Le satellite AstroSat a accroché un trophée de choix à son tableau de chasse. L’analyse des données récoltées par le premier observatoire spatial astronomique indien a en effet permis d’identifier la seule galaxie connue à ce jour émettant un rayonnement ultraviolet «extrême», c’est-à-dire très énergétique (d’une longueur d’onde d’environ 60 nanomètres, ou milliardièmes de mètre). Selon l’article qui rapporte la découverte, paru le 24 août dans la revue Nature Astronomy et signé par Anne Verhamme, professeure au Département d’astronomie (Faculté des sciences), et ses collègues genevois et indiens, les galaxies ultraviolettes sont très rares. On n’en connaît que quelques dizaines, émettant toutes des photons moins énergétiques que la dernière venue, baptisée AUDFs01.

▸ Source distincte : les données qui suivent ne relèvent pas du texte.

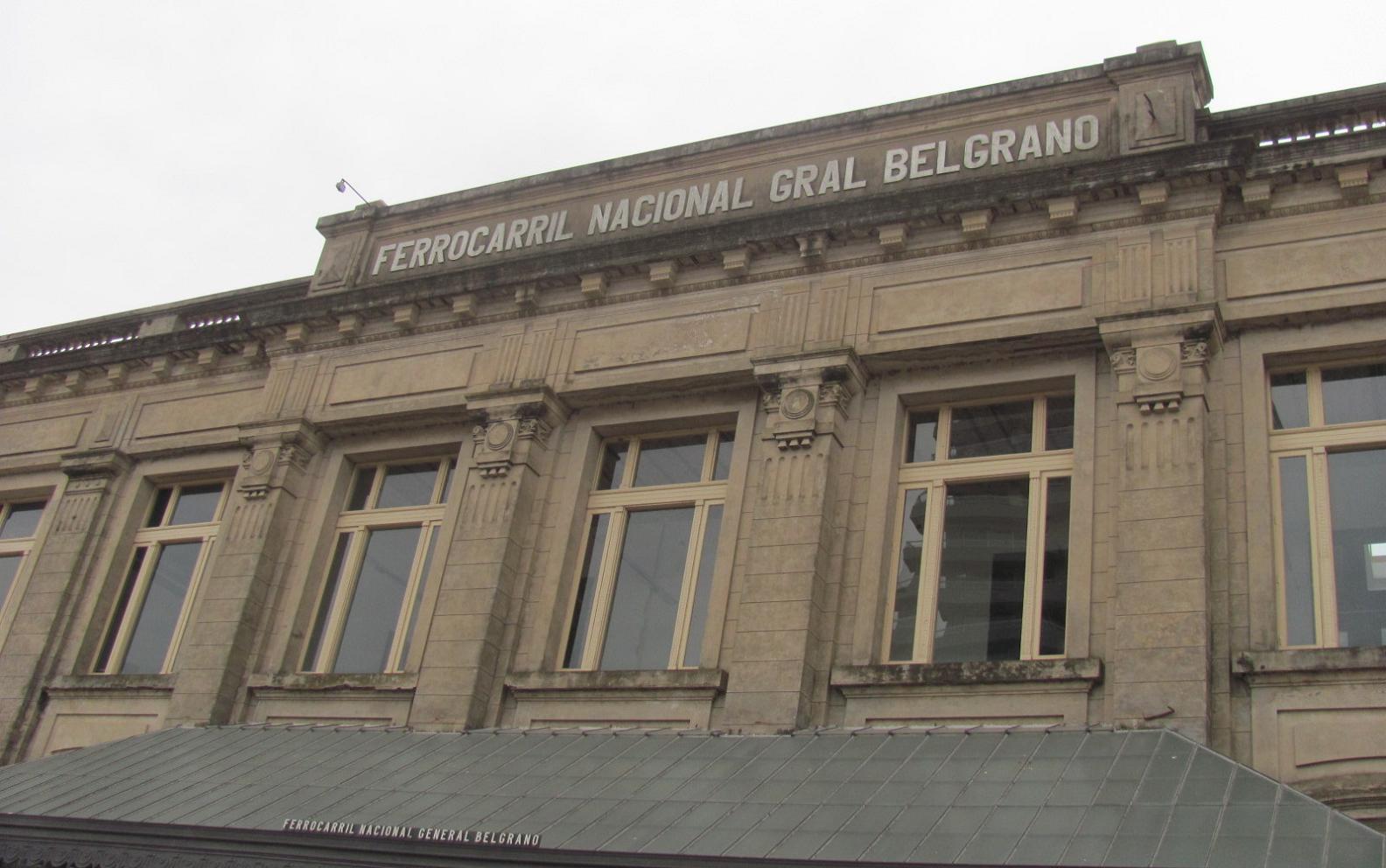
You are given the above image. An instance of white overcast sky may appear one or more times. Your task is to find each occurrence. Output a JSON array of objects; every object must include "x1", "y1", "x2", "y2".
[{"x1": 0, "y1": 0, "x2": 1386, "y2": 334}]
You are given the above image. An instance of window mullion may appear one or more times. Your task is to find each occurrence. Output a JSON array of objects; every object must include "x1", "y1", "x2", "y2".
[
  {"x1": 105, "y1": 542, "x2": 164, "y2": 674},
  {"x1": 914, "y1": 481, "x2": 948, "y2": 662},
  {"x1": 1310, "y1": 446, "x2": 1339, "y2": 648},
  {"x1": 667, "y1": 500, "x2": 707, "y2": 668},
  {"x1": 162, "y1": 536, "x2": 216, "y2": 673},
  {"x1": 313, "y1": 527, "x2": 370, "y2": 673},
  {"x1": 385, "y1": 522, "x2": 434, "y2": 673},
  {"x1": 582, "y1": 504, "x2": 634, "y2": 669},
  {"x1": 1020, "y1": 472, "x2": 1046, "y2": 660}
]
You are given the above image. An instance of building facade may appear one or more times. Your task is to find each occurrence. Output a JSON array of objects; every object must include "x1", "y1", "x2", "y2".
[{"x1": 0, "y1": 43, "x2": 1386, "y2": 837}]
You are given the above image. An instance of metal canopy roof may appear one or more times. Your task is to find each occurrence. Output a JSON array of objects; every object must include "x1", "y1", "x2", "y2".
[{"x1": 0, "y1": 726, "x2": 1386, "y2": 868}]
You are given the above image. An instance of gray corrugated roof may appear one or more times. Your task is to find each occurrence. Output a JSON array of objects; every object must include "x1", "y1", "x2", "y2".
[{"x1": 0, "y1": 726, "x2": 1386, "y2": 868}]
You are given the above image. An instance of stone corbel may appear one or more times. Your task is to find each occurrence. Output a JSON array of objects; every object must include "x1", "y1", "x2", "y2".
[
  {"x1": 468, "y1": 388, "x2": 568, "y2": 479},
  {"x1": 755, "y1": 353, "x2": 864, "y2": 451},
  {"x1": 59, "y1": 448, "x2": 130, "y2": 494},
  {"x1": 235, "y1": 420, "x2": 326, "y2": 500},
  {"x1": 1102, "y1": 304, "x2": 1222, "y2": 415}
]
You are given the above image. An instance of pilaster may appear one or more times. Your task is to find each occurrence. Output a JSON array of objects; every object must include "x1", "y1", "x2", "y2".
[
  {"x1": 724, "y1": 349, "x2": 866, "y2": 731},
  {"x1": 164, "y1": 420, "x2": 325, "y2": 726},
  {"x1": 409, "y1": 387, "x2": 568, "y2": 730},
  {"x1": 0, "y1": 448, "x2": 130, "y2": 763},
  {"x1": 1101, "y1": 306, "x2": 1222, "y2": 740}
]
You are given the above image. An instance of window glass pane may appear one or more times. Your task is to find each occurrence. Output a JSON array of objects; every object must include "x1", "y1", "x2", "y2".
[
  {"x1": 712, "y1": 431, "x2": 735, "y2": 480},
  {"x1": 0, "y1": 500, "x2": 43, "y2": 539},
  {"x1": 144, "y1": 488, "x2": 173, "y2": 527},
  {"x1": 1040, "y1": 477, "x2": 1071, "y2": 654},
  {"x1": 905, "y1": 410, "x2": 938, "y2": 462},
  {"x1": 598, "y1": 439, "x2": 631, "y2": 491},
  {"x1": 375, "y1": 462, "x2": 438, "y2": 509},
  {"x1": 1279, "y1": 455, "x2": 1318, "y2": 645},
  {"x1": 0, "y1": 555, "x2": 24, "y2": 606},
  {"x1": 1327, "y1": 449, "x2": 1386, "y2": 646},
  {"x1": 1044, "y1": 396, "x2": 1073, "y2": 449},
  {"x1": 121, "y1": 542, "x2": 202, "y2": 674},
  {"x1": 601, "y1": 507, "x2": 693, "y2": 669},
  {"x1": 304, "y1": 534, "x2": 351, "y2": 669},
  {"x1": 332, "y1": 521, "x2": 418, "y2": 673},
  {"x1": 1324, "y1": 365, "x2": 1386, "y2": 424},
  {"x1": 395, "y1": 524, "x2": 446, "y2": 669},
  {"x1": 933, "y1": 480, "x2": 1030, "y2": 662},
  {"x1": 1271, "y1": 370, "x2": 1308, "y2": 431},
  {"x1": 346, "y1": 467, "x2": 375, "y2": 510},
  {"x1": 634, "y1": 434, "x2": 707, "y2": 486},
  {"x1": 683, "y1": 503, "x2": 722, "y2": 666},
  {"x1": 169, "y1": 482, "x2": 221, "y2": 524},
  {"x1": 890, "y1": 488, "x2": 928, "y2": 660},
  {"x1": 563, "y1": 513, "x2": 612, "y2": 668},
  {"x1": 95, "y1": 548, "x2": 148, "y2": 673},
  {"x1": 948, "y1": 401, "x2": 1034, "y2": 458}
]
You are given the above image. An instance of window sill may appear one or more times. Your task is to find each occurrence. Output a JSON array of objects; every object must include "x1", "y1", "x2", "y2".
[
  {"x1": 45, "y1": 673, "x2": 178, "y2": 697},
  {"x1": 831, "y1": 657, "x2": 1102, "y2": 693},
  {"x1": 506, "y1": 669, "x2": 726, "y2": 699},
  {"x1": 247, "y1": 673, "x2": 418, "y2": 696},
  {"x1": 1232, "y1": 648, "x2": 1386, "y2": 685}
]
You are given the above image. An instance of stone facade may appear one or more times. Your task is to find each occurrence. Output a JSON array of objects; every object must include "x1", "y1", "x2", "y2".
[{"x1": 0, "y1": 43, "x2": 1386, "y2": 818}]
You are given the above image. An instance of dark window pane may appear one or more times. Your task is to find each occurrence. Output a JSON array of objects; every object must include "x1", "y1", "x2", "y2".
[
  {"x1": 601, "y1": 506, "x2": 693, "y2": 669},
  {"x1": 332, "y1": 521, "x2": 418, "y2": 673},
  {"x1": 948, "y1": 401, "x2": 1034, "y2": 458},
  {"x1": 563, "y1": 513, "x2": 612, "y2": 668},
  {"x1": 1044, "y1": 396, "x2": 1073, "y2": 449},
  {"x1": 1327, "y1": 449, "x2": 1386, "y2": 646},
  {"x1": 634, "y1": 434, "x2": 707, "y2": 486},
  {"x1": 144, "y1": 488, "x2": 173, "y2": 527},
  {"x1": 933, "y1": 480, "x2": 1030, "y2": 662},
  {"x1": 1040, "y1": 479, "x2": 1071, "y2": 654},
  {"x1": 598, "y1": 439, "x2": 631, "y2": 491},
  {"x1": 890, "y1": 488, "x2": 928, "y2": 660},
  {"x1": 0, "y1": 555, "x2": 24, "y2": 607},
  {"x1": 1324, "y1": 365, "x2": 1386, "y2": 424},
  {"x1": 1271, "y1": 370, "x2": 1308, "y2": 431},
  {"x1": 712, "y1": 431, "x2": 735, "y2": 480},
  {"x1": 1279, "y1": 455, "x2": 1318, "y2": 645},
  {"x1": 304, "y1": 534, "x2": 351, "y2": 669},
  {"x1": 0, "y1": 500, "x2": 43, "y2": 539},
  {"x1": 905, "y1": 410, "x2": 938, "y2": 462},
  {"x1": 169, "y1": 482, "x2": 221, "y2": 524},
  {"x1": 332, "y1": 521, "x2": 418, "y2": 673},
  {"x1": 375, "y1": 462, "x2": 438, "y2": 509},
  {"x1": 683, "y1": 503, "x2": 722, "y2": 666},
  {"x1": 395, "y1": 524, "x2": 446, "y2": 669},
  {"x1": 95, "y1": 548, "x2": 150, "y2": 673},
  {"x1": 121, "y1": 542, "x2": 202, "y2": 674},
  {"x1": 346, "y1": 467, "x2": 375, "y2": 510}
]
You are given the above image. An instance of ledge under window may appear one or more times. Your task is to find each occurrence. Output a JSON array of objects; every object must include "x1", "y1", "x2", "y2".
[
  {"x1": 831, "y1": 657, "x2": 1102, "y2": 690},
  {"x1": 831, "y1": 657, "x2": 1102, "y2": 726},
  {"x1": 1232, "y1": 648, "x2": 1386, "y2": 683},
  {"x1": 506, "y1": 669, "x2": 726, "y2": 730}
]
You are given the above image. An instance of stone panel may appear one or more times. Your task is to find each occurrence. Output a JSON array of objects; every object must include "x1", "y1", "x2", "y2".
[
  {"x1": 571, "y1": 309, "x2": 752, "y2": 373},
  {"x1": 327, "y1": 346, "x2": 475, "y2": 405},
  {"x1": 871, "y1": 259, "x2": 1087, "y2": 334},
  {"x1": 0, "y1": 413, "x2": 88, "y2": 455}
]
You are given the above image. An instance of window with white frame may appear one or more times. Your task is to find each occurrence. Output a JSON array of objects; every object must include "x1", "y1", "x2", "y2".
[
  {"x1": 0, "y1": 500, "x2": 45, "y2": 612},
  {"x1": 304, "y1": 459, "x2": 458, "y2": 673},
  {"x1": 563, "y1": 430, "x2": 732, "y2": 669},
  {"x1": 1270, "y1": 362, "x2": 1386, "y2": 648},
  {"x1": 95, "y1": 482, "x2": 226, "y2": 674},
  {"x1": 885, "y1": 396, "x2": 1073, "y2": 662}
]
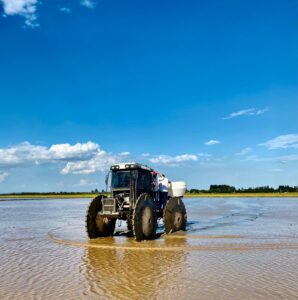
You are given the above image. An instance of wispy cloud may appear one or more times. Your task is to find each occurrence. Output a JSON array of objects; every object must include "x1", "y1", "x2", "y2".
[
  {"x1": 149, "y1": 154, "x2": 198, "y2": 167},
  {"x1": 260, "y1": 134, "x2": 298, "y2": 150},
  {"x1": 223, "y1": 107, "x2": 269, "y2": 120},
  {"x1": 0, "y1": 171, "x2": 9, "y2": 183},
  {"x1": 246, "y1": 154, "x2": 298, "y2": 163},
  {"x1": 205, "y1": 140, "x2": 220, "y2": 146},
  {"x1": 59, "y1": 7, "x2": 71, "y2": 14},
  {"x1": 0, "y1": 0, "x2": 39, "y2": 28},
  {"x1": 119, "y1": 151, "x2": 130, "y2": 156},
  {"x1": 81, "y1": 0, "x2": 96, "y2": 9},
  {"x1": 197, "y1": 152, "x2": 212, "y2": 158},
  {"x1": 0, "y1": 142, "x2": 122, "y2": 175},
  {"x1": 142, "y1": 153, "x2": 150, "y2": 157},
  {"x1": 236, "y1": 147, "x2": 253, "y2": 156}
]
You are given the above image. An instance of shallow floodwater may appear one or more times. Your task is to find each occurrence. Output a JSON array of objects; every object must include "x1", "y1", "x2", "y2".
[{"x1": 0, "y1": 198, "x2": 298, "y2": 299}]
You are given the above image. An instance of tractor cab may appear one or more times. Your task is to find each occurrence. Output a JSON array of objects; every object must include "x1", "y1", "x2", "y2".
[
  {"x1": 111, "y1": 163, "x2": 153, "y2": 205},
  {"x1": 86, "y1": 163, "x2": 187, "y2": 241}
]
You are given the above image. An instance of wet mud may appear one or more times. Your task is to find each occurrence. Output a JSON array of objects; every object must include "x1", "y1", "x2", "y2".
[{"x1": 0, "y1": 198, "x2": 298, "y2": 299}]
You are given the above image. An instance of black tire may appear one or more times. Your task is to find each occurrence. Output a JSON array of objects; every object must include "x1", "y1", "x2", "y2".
[
  {"x1": 132, "y1": 194, "x2": 157, "y2": 241},
  {"x1": 86, "y1": 196, "x2": 116, "y2": 239},
  {"x1": 163, "y1": 197, "x2": 187, "y2": 234},
  {"x1": 126, "y1": 216, "x2": 132, "y2": 231}
]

Ces objets sont néanmoins précieux. Ils peuvent contribuer à apporter un éclairage inédit sur une période très précoce et méconnue de l’histoire du cosmos: la fin de l’ère dite des «âges sombres». «Quelque temps après le Big Bang, survenu il y a 13,8 milliards d’années, l’Univers passe en effet par une ère très obscure, précise Anne Verhamme. Au cours de cette période de quelques centaines de milliers ou centaines de millions d’années, l’Univers est noir. Il est rempli de gaz neutre, essentiellement de l’hydrogène, l’élément le plus simple et le plus abondant dans la nature. Il bloque tout rayonnement.»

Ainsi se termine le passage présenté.